Tuesday, January 14, 2020

Something to ponder

Having picked on the always-worth-reading Tyler Cowen for his travel recommendations the other day, I here praise him for calling our attention to this fascinating quote:
We examine the educational backgrounds of more than 2,900 members of the U.S. cultural elite and compare these backgrounds to a sample of nearly 4,000 business and political leaders. We find that the leading U.S. educational institutions are substantially more important for preparing future members of the cultural elite than they are for preparing future members of the business or political elite. In addition, members of the cultural elite who are recognized for outstanding achievements by peers and experts are much more likely to have obtained degrees from the leading educational institutions than are those who achieve acclaim from popular audiences.
That is from a paper titled, "Where Ivy Matters: The Educational Backgrounds of U.S. Cultural Elites". Cowen's post can be found here.


What this tells us is that an Ivy League degree is of more value as a credential than the actual education that goes with it. It is only the latest bit of evidence that suggests that these elite universities have succeeded in creating an unfair system that looks like a meritocracy on the surface but is actually based on privilege at the core.

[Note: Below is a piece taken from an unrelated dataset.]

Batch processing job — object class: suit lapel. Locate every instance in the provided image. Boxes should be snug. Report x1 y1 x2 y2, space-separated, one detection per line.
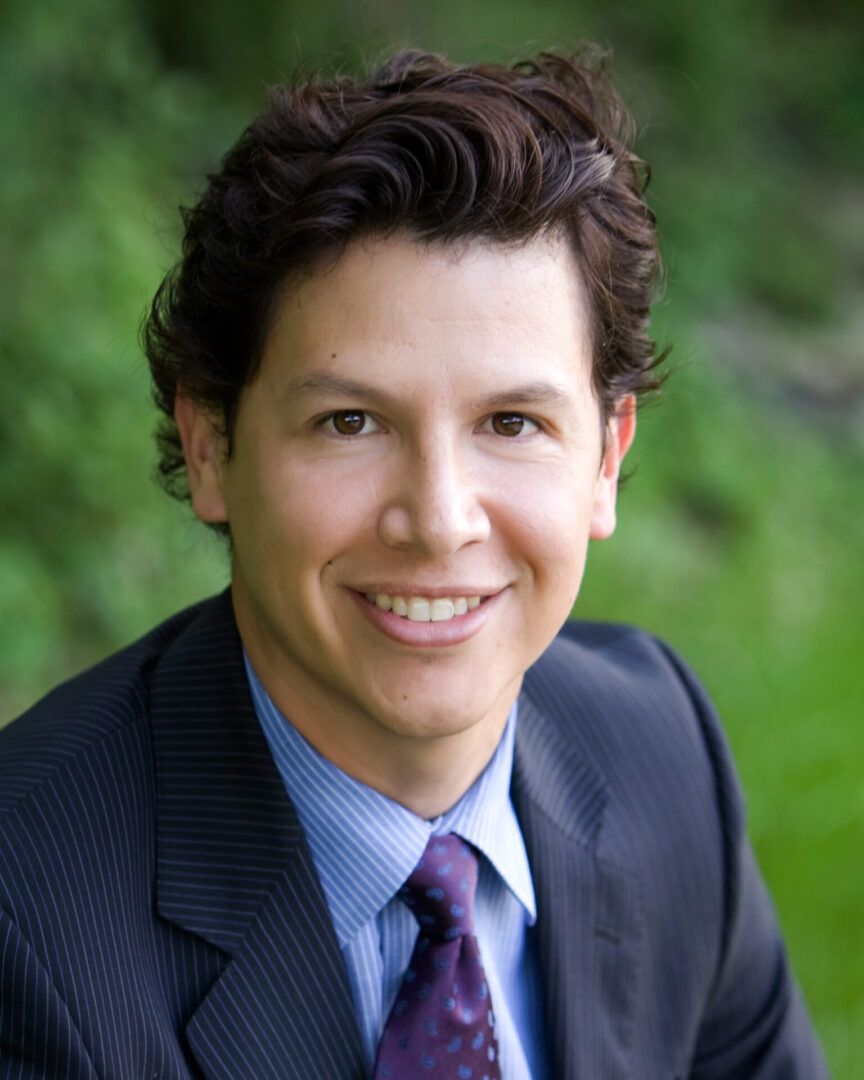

I suspect Canadian stats would be similar. What I would like to see would be a comparison between the bureaucratic, who tend to be evaluated by "peers and experts", and elected politicians. [Last sentence edited 2020-01-27.]


Sunday, January 12, 2020

Places to go?

Tyler Cowen has shared a list of "Places to go in 2020".

Two thoughts:

1. I'm far from the only one to say this but do intellectual elites actually believe in anything anymore? Seriously, how could someone simultaneously claim to believe in anthropogenic climate change and publish a list like this? This is way beyond hypocrisy; it suggests a complete disdain for the meaning of words, a belief that the author can say whatever he wants just because he can.

2. Again, this is not a novel observation but a need to travel on that scale suggests more a desire to run away from something than towards anything. I see that list and my first thought is, "What an empty life someone must have to need this much distraction."

Friday, January 10, 2020

This candle smells like ...

If we are to trust Gwyneth Paltrow, the candle in question smells like her vagina. Could be. I'm not going to spend $75 to find out.*

The good folks at The Cut couldn't resist giving her free advertising and did an article about it. They also decided to test the proposition. Not really, they gave a number of women the opportunity to prove they could be even more narcissistic about it than Gwyneth. Way to go guys.

They didn't ask a single man for his opinion, I suspect because they couldn't count on us to be sufficiently snarky and dismissive about it. I've never know any scented candle of any variety to smell exactly like what it's meant to evoke. That said, if merely evoking that smell, rather than duplicating it, is what the candle is supposed to do, that's what every successful perfume does.

In other news, one of the most-read stories at the site suggests that Brad Pitt is offensively good looking. Yes, offensively, like it's yet another burden making life unfair for women.

* Nobody asked me but, when properly made, which it rarely is, spaghetti alla puttanesca, tastes something like it. Not like Gwyneth's in particular ...


Saturday, January 4, 2020

This is how bad it has gotten

I was sent a link recently to a four-year-old story in The Guardian.

Title: "Swallowing the Red Pill: a journey to the heart of modern misogyny"

First sentence of the article (I'm not making this up)" "How shitty are men really?"

Think for a moment of how utterly lacking in self-awareness you have to be to write something like that.

This is what happens when people stop believing in anything but the pursuit of power. Stephen Marche is everything Nietzsche wrote Beyond Good and Evil to warn us about.